The listings have now been removed from Padmapper, and site creator Eric DeMenthon has this to say:

I recently received a Cease and Desist letter from Craigslist, and wasn’t able to get a meeting or convince Craigslist’s lawyer that PadMapper was beneficial to Craigslist and apartment hunters in general. They allow mobile apps to display their listings if you buy a license from them, but not websites.

Craigslist does not provide licenses to use the data on its site in other web products, and has no problem going after any sites it feels are doing so. This was the case recently with the used car site Carsabi, which no longer serves up Craigslist data either.

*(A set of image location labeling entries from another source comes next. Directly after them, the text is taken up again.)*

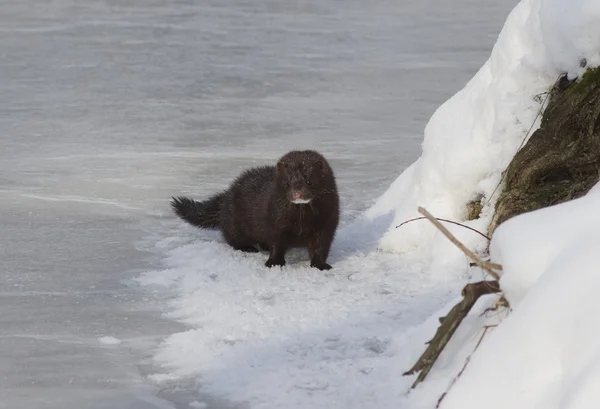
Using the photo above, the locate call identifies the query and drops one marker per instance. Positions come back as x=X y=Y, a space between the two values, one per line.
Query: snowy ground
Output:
x=108 y=108
x=299 y=338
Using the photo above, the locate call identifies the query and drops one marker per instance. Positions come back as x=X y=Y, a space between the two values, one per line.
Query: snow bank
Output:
x=545 y=354
x=471 y=138
x=299 y=338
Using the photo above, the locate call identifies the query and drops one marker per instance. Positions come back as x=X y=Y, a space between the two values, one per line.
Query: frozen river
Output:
x=110 y=107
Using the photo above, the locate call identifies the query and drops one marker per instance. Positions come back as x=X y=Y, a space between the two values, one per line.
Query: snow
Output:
x=109 y=340
x=296 y=337
x=545 y=354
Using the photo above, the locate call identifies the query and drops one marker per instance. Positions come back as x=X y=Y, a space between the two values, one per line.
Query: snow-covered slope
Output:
x=545 y=354
x=296 y=338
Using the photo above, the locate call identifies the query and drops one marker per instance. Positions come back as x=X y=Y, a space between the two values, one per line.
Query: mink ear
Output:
x=320 y=164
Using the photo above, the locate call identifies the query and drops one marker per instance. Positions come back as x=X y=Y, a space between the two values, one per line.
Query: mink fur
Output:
x=292 y=204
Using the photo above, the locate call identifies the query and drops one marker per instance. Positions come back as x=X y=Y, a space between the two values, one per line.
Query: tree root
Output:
x=449 y=324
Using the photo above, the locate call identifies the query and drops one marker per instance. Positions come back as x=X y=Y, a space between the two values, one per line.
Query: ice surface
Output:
x=108 y=108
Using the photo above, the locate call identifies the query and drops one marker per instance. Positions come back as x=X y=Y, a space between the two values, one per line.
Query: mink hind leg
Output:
x=277 y=253
x=318 y=250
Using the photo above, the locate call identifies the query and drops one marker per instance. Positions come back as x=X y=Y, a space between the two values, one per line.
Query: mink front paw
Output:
x=273 y=262
x=321 y=265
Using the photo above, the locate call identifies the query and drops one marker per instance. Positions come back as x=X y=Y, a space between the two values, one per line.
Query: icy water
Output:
x=110 y=107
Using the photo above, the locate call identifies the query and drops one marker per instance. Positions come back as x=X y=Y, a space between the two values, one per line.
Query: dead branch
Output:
x=485 y=265
x=449 y=324
x=447 y=221
x=485 y=329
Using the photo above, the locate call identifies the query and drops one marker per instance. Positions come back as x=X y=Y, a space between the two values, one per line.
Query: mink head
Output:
x=305 y=175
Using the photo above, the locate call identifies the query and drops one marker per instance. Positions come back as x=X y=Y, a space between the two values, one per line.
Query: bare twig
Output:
x=485 y=329
x=449 y=324
x=447 y=221
x=485 y=265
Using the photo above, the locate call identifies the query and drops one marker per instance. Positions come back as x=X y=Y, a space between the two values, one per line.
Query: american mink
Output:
x=292 y=204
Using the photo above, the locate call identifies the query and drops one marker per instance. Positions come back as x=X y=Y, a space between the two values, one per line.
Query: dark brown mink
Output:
x=292 y=204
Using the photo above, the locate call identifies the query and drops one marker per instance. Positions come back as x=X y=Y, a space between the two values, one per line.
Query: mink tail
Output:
x=200 y=214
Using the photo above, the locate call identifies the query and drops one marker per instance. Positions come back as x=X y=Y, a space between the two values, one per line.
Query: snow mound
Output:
x=109 y=340
x=472 y=137
x=545 y=354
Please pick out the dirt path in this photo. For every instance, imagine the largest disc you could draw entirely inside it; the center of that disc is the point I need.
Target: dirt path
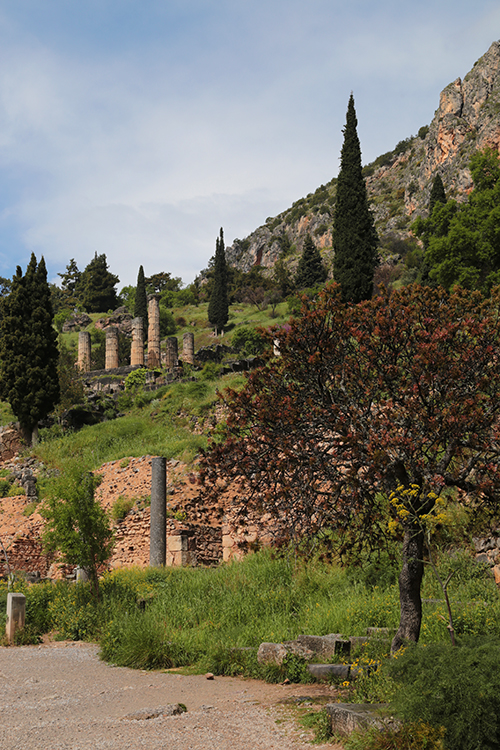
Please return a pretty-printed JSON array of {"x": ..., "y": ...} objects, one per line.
[{"x": 60, "y": 696}]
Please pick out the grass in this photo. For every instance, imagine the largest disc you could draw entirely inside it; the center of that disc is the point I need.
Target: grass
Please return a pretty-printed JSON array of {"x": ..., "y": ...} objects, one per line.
[{"x": 158, "y": 426}]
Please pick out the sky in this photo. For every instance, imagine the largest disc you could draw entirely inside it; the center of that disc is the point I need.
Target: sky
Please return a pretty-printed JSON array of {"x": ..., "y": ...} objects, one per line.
[{"x": 139, "y": 128}]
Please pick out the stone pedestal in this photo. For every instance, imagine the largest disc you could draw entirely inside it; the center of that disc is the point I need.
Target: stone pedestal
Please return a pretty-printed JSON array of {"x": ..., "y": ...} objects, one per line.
[
  {"x": 158, "y": 522},
  {"x": 111, "y": 349},
  {"x": 188, "y": 348},
  {"x": 84, "y": 351},
  {"x": 16, "y": 609},
  {"x": 154, "y": 355},
  {"x": 137, "y": 349},
  {"x": 172, "y": 353}
]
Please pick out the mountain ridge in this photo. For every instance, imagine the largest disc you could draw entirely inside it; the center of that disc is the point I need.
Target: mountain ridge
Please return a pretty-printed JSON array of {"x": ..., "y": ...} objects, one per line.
[{"x": 398, "y": 182}]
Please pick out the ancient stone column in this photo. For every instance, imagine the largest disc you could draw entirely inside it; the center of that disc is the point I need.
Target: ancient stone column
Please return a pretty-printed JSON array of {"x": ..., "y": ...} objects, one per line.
[
  {"x": 16, "y": 609},
  {"x": 137, "y": 349},
  {"x": 188, "y": 348},
  {"x": 111, "y": 348},
  {"x": 154, "y": 357},
  {"x": 158, "y": 518},
  {"x": 172, "y": 353},
  {"x": 84, "y": 350}
]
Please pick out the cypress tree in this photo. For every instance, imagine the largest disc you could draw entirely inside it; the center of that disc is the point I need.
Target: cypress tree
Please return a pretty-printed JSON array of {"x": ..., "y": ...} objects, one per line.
[
  {"x": 28, "y": 348},
  {"x": 354, "y": 237},
  {"x": 311, "y": 270},
  {"x": 438, "y": 194},
  {"x": 218, "y": 306},
  {"x": 96, "y": 287},
  {"x": 141, "y": 300}
]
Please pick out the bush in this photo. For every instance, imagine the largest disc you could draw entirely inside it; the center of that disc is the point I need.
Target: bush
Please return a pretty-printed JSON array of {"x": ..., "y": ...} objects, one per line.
[
  {"x": 248, "y": 341},
  {"x": 414, "y": 736},
  {"x": 121, "y": 507},
  {"x": 453, "y": 687}
]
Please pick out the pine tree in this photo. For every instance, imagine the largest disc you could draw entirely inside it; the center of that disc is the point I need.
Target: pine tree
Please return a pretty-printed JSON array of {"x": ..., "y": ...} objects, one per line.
[
  {"x": 96, "y": 287},
  {"x": 354, "y": 236},
  {"x": 438, "y": 194},
  {"x": 311, "y": 270},
  {"x": 218, "y": 306},
  {"x": 28, "y": 348},
  {"x": 141, "y": 299}
]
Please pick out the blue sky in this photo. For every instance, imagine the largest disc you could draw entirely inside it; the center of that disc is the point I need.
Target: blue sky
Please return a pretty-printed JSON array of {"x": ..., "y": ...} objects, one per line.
[{"x": 137, "y": 128}]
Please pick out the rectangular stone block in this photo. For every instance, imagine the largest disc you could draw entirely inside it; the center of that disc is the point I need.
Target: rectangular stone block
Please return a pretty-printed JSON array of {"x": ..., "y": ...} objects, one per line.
[{"x": 16, "y": 609}]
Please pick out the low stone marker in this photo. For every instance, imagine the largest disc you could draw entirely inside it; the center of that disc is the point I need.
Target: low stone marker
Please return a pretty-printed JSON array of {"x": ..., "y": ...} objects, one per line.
[{"x": 16, "y": 609}]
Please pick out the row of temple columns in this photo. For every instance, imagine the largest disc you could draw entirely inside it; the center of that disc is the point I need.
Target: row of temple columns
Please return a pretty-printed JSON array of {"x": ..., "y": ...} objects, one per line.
[{"x": 137, "y": 357}]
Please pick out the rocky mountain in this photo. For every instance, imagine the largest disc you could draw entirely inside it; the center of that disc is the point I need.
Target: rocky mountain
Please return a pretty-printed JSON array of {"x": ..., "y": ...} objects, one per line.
[{"x": 398, "y": 182}]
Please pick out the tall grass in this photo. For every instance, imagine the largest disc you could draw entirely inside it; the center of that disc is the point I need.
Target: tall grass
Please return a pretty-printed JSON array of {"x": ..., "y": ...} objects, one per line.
[{"x": 160, "y": 426}]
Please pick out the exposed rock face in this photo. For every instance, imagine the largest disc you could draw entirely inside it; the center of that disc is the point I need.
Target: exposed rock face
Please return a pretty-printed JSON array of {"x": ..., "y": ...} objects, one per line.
[{"x": 467, "y": 119}]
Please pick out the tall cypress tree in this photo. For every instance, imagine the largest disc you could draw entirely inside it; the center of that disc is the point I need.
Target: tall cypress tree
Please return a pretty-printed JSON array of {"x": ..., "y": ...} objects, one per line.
[
  {"x": 438, "y": 194},
  {"x": 311, "y": 270},
  {"x": 96, "y": 287},
  {"x": 28, "y": 348},
  {"x": 141, "y": 300},
  {"x": 218, "y": 306},
  {"x": 354, "y": 237}
]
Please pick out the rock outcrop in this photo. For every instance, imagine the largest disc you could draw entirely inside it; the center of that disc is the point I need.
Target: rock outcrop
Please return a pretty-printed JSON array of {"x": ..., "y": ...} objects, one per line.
[{"x": 398, "y": 183}]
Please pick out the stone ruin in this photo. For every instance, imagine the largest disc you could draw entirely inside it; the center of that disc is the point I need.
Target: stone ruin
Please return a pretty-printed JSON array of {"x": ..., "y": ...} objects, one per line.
[{"x": 138, "y": 357}]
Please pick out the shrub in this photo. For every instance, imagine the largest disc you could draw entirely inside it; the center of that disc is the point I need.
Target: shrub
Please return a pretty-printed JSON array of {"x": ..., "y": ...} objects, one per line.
[
  {"x": 453, "y": 687},
  {"x": 413, "y": 736},
  {"x": 121, "y": 507},
  {"x": 248, "y": 341}
]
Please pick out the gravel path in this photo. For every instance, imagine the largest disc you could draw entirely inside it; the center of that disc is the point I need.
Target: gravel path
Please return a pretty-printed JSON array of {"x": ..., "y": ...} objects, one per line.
[{"x": 60, "y": 696}]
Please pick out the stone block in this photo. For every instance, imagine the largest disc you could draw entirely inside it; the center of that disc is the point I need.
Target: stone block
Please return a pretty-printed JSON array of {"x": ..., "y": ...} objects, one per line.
[
  {"x": 16, "y": 609},
  {"x": 327, "y": 671},
  {"x": 346, "y": 717},
  {"x": 326, "y": 645}
]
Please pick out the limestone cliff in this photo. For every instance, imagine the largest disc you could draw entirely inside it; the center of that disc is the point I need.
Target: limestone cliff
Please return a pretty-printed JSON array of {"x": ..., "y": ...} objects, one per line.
[{"x": 398, "y": 183}]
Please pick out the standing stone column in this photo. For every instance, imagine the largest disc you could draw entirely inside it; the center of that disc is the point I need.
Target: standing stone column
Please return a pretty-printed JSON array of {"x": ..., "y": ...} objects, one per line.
[
  {"x": 172, "y": 353},
  {"x": 158, "y": 521},
  {"x": 84, "y": 350},
  {"x": 111, "y": 348},
  {"x": 154, "y": 356},
  {"x": 188, "y": 348},
  {"x": 137, "y": 349}
]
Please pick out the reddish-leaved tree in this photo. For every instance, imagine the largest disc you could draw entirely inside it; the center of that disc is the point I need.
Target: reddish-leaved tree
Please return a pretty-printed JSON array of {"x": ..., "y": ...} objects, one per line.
[{"x": 398, "y": 394}]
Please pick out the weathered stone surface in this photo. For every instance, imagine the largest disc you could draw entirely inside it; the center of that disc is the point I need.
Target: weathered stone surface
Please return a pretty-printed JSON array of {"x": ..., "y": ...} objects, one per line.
[
  {"x": 346, "y": 717},
  {"x": 325, "y": 645},
  {"x": 172, "y": 709},
  {"x": 275, "y": 653},
  {"x": 326, "y": 671},
  {"x": 76, "y": 322}
]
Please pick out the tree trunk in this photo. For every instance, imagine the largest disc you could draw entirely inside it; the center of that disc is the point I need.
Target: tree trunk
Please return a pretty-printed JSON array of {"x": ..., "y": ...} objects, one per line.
[{"x": 410, "y": 580}]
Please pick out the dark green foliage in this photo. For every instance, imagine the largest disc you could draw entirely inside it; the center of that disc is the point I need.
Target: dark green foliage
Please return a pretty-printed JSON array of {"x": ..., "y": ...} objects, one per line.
[
  {"x": 28, "y": 348},
  {"x": 354, "y": 236},
  {"x": 412, "y": 736},
  {"x": 311, "y": 270},
  {"x": 463, "y": 241},
  {"x": 438, "y": 194},
  {"x": 218, "y": 306},
  {"x": 161, "y": 282},
  {"x": 248, "y": 341},
  {"x": 141, "y": 300},
  {"x": 70, "y": 281},
  {"x": 77, "y": 526},
  {"x": 453, "y": 687},
  {"x": 96, "y": 287}
]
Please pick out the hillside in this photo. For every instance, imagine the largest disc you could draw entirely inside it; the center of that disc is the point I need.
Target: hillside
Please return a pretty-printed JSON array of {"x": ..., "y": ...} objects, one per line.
[{"x": 398, "y": 182}]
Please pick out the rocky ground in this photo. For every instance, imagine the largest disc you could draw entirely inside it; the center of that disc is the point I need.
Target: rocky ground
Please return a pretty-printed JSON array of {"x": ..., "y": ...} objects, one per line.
[{"x": 60, "y": 696}]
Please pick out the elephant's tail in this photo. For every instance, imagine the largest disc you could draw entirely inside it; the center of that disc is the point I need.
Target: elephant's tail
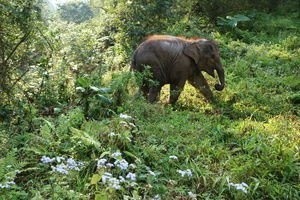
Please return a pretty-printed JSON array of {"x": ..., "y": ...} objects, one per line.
[{"x": 133, "y": 62}]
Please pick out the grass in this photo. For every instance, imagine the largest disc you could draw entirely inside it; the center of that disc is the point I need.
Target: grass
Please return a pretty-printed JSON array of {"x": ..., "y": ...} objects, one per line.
[{"x": 251, "y": 135}]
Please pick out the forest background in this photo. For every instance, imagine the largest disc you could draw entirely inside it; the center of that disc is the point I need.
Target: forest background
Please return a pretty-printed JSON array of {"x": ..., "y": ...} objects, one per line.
[{"x": 72, "y": 125}]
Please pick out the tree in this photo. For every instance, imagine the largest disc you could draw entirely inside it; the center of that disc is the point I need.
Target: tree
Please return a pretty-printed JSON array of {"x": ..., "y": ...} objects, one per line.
[{"x": 76, "y": 12}]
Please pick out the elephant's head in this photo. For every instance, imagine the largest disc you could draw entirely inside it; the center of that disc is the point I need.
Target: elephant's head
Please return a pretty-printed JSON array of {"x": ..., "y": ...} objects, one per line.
[{"x": 206, "y": 55}]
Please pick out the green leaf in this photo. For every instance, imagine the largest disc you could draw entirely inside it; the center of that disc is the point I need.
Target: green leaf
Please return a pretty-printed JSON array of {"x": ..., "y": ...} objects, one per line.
[
  {"x": 85, "y": 138},
  {"x": 104, "y": 99},
  {"x": 102, "y": 196},
  {"x": 95, "y": 179}
]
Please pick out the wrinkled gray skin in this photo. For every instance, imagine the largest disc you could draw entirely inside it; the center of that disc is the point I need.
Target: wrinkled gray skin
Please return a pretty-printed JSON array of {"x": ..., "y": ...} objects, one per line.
[{"x": 175, "y": 60}]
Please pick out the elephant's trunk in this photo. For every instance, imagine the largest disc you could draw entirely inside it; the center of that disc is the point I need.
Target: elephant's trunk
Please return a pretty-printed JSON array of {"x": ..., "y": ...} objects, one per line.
[{"x": 220, "y": 72}]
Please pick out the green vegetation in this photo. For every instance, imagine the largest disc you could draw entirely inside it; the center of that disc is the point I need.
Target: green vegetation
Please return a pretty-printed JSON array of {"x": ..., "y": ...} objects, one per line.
[{"x": 73, "y": 126}]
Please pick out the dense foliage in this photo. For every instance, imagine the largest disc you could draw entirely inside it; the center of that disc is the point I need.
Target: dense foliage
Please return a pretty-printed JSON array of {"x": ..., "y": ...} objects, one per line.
[{"x": 73, "y": 126}]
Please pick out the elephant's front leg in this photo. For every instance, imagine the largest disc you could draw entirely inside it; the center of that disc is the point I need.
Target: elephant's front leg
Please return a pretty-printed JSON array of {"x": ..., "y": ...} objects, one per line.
[
  {"x": 154, "y": 94},
  {"x": 199, "y": 82},
  {"x": 175, "y": 90}
]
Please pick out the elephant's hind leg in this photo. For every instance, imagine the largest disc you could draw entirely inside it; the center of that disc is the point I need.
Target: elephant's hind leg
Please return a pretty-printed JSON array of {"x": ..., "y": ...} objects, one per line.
[
  {"x": 175, "y": 90},
  {"x": 154, "y": 94},
  {"x": 199, "y": 82}
]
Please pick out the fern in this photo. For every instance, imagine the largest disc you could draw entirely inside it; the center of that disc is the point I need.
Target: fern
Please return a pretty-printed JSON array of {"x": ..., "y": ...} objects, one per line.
[
  {"x": 85, "y": 138},
  {"x": 10, "y": 166}
]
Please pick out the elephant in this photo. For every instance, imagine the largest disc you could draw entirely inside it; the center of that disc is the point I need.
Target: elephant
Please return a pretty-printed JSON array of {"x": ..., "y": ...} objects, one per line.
[{"x": 175, "y": 60}]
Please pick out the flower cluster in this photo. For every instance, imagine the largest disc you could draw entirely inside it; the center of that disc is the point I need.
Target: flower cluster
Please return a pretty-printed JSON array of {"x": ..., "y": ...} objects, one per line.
[
  {"x": 184, "y": 173},
  {"x": 117, "y": 164},
  {"x": 7, "y": 185},
  {"x": 63, "y": 165},
  {"x": 240, "y": 186}
]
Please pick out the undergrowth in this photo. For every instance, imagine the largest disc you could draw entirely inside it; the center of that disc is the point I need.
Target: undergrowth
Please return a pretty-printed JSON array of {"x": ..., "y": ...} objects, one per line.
[{"x": 111, "y": 144}]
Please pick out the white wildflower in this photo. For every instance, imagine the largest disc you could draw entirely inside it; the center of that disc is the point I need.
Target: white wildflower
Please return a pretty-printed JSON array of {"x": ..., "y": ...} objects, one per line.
[
  {"x": 122, "y": 164},
  {"x": 61, "y": 168},
  {"x": 240, "y": 186},
  {"x": 173, "y": 157},
  {"x": 124, "y": 116},
  {"x": 46, "y": 159},
  {"x": 105, "y": 177},
  {"x": 132, "y": 125},
  {"x": 183, "y": 173},
  {"x": 132, "y": 166},
  {"x": 114, "y": 183},
  {"x": 116, "y": 154},
  {"x": 156, "y": 197},
  {"x": 151, "y": 173},
  {"x": 122, "y": 179},
  {"x": 131, "y": 176},
  {"x": 59, "y": 159},
  {"x": 7, "y": 185},
  {"x": 111, "y": 134},
  {"x": 74, "y": 165},
  {"x": 192, "y": 195},
  {"x": 110, "y": 165}
]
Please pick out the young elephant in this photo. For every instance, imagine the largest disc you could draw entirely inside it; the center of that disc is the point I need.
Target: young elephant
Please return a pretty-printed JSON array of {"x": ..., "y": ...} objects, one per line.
[{"x": 174, "y": 60}]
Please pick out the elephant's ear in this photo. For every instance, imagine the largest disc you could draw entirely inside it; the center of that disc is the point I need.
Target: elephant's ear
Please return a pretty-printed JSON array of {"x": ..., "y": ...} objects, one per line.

The situation seems sad, as PadMapper provides a much more friendly way to hunt for apartments than the standard Craigslist interface, and was using the data only as far as it needed to place listings on its own map. Forwarding users on to Craigslist thereafter seems like a reasonable use of the data.

In a posting on a Quora thread about Craigslist’s practice of killing products that use its data, the company’s founder Craig Newmark said that it only went after services that ‘consume a lot of bandwidth’, but the examples seem to indicate otherwise. If would be great if some kind of licensing deal could be worked out to share some of the data with services that would like to build on top of Craigslist to create cool things like PadMapper.

One possible reason that no deal was bothered to be worked out with PadMapper is that Craigslist is currently hiring on a UI designer and may be working on a mapping interface of its own.

Y Combinator partner Gary Tan has already voiced his support for PadMapper and sent a letter in to Newmark about the issue, urging them to reconsider. He calls PadMapper ‘one of the most valuable sites for apartment renters on the planet’.

If you’re a PadMapper user, Eric encourages you to hit up the blog post and email the folks from Craigslist, politely, asking them to reconsider. Because, he says, “it’s a sad day for pad mapping and apartment hunting. Craigslist is a really important source of apartment listings, and I hope we can get it back someday.”